We find ourselves stepping over a phantom body in the hallway, don’t we? A space that is now just occupied by empty carpet.
We still listen for the jingle of a collar that is no longer there.
From time to time, we will swear that we can hear it.
We will miss seeing that hopeful gaze that followed every single movement of the bread knife and knowing how they never missed the sound of a piece of cheese being unwrapped.
No matter how quiet we were about it.
Yes, we will be met with the cold, sharp reminder that the chair beside us is now vacant.
And we will tell ourselves that it will get easier in time.
We convince ourselves it will get easier because we knew right from the start that this day would eventually come.

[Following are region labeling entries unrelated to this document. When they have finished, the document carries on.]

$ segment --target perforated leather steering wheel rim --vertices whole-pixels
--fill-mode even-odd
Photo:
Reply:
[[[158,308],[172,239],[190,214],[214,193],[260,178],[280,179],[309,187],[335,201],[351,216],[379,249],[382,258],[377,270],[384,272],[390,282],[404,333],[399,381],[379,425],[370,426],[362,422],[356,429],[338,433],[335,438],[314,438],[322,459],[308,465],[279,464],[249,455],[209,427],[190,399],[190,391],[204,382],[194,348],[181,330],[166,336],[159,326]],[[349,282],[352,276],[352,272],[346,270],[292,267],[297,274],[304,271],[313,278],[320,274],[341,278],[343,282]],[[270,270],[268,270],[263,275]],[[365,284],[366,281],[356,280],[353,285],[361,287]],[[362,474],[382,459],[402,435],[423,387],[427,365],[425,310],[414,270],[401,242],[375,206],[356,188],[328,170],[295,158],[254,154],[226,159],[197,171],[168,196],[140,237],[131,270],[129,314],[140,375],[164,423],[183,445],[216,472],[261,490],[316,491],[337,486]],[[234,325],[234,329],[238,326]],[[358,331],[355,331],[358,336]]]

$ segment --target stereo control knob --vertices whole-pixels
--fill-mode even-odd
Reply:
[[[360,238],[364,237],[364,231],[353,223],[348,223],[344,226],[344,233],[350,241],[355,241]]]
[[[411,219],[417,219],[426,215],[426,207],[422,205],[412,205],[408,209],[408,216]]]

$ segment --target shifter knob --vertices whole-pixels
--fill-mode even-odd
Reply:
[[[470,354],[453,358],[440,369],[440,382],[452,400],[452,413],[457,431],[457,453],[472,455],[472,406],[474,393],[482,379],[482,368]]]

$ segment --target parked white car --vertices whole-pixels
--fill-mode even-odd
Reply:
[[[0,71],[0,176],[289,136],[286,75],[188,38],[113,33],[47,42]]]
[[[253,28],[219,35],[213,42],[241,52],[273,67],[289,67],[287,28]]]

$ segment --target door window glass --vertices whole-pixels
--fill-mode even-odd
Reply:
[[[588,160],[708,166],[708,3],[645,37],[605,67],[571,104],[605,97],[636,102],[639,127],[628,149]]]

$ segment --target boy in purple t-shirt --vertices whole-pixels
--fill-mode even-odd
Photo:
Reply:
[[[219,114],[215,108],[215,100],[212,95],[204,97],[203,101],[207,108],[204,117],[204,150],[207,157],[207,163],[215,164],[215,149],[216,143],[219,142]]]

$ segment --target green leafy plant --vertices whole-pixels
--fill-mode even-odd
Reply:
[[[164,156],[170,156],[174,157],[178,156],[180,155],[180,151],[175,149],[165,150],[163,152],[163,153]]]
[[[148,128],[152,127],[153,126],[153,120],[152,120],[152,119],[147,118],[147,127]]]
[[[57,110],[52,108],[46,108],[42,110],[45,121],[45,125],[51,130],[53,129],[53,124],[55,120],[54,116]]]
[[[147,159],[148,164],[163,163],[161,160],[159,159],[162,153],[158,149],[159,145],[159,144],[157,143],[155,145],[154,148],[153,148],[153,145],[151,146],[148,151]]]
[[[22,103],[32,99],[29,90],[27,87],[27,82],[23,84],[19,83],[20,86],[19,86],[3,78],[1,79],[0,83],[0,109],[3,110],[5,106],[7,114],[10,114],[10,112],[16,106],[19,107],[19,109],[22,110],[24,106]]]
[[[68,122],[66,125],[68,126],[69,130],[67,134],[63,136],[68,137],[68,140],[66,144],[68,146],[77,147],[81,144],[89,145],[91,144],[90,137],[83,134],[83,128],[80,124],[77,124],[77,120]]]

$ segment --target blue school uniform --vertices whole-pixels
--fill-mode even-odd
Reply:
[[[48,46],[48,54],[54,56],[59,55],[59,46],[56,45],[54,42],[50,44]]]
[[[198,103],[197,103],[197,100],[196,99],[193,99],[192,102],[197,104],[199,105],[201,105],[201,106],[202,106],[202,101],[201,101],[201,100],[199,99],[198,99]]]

But the truth is, this kind of loss doesn’t just fade.
We simply get better at carrying the weight of their absence.
We tuck it away in the pockets of our hearts.
We place it alongside the memories of chewed up socks and the way their ears felt like living velvet.
We mourn not just the animal, but the version of ourselves we were when they were with us.
We were their person.
They greeted us with the energy of a hero’s welcome every single time we walked through the door. Even if we only went to check the mail.
The loss of a dog is truly a permanent shift in the landscape of our soul.
But eventually, the heaviness part does lift.
It will be replaced by the realization that out of all the homes and all the laps in the universe, they chose to claim ours.
And in those few short years, they taught us more about unconditional grace than we could ever learn in a lifetime from people.
I believe there is a world where our beloved dogs and cats go.
A place where their joints are no longer stiff. Their eyes are clear and their bodies are strong.
A place where their tails wag constantly in delight.
For those of us who love dogs, for those of us who love cats, we should all believe.
We should believe in the day when the silence of our house is finally broken by that familiar bark (or soft purr.)
We should believe that we will be reunited with all of those faithful friends who taught us how to love without saying a single word.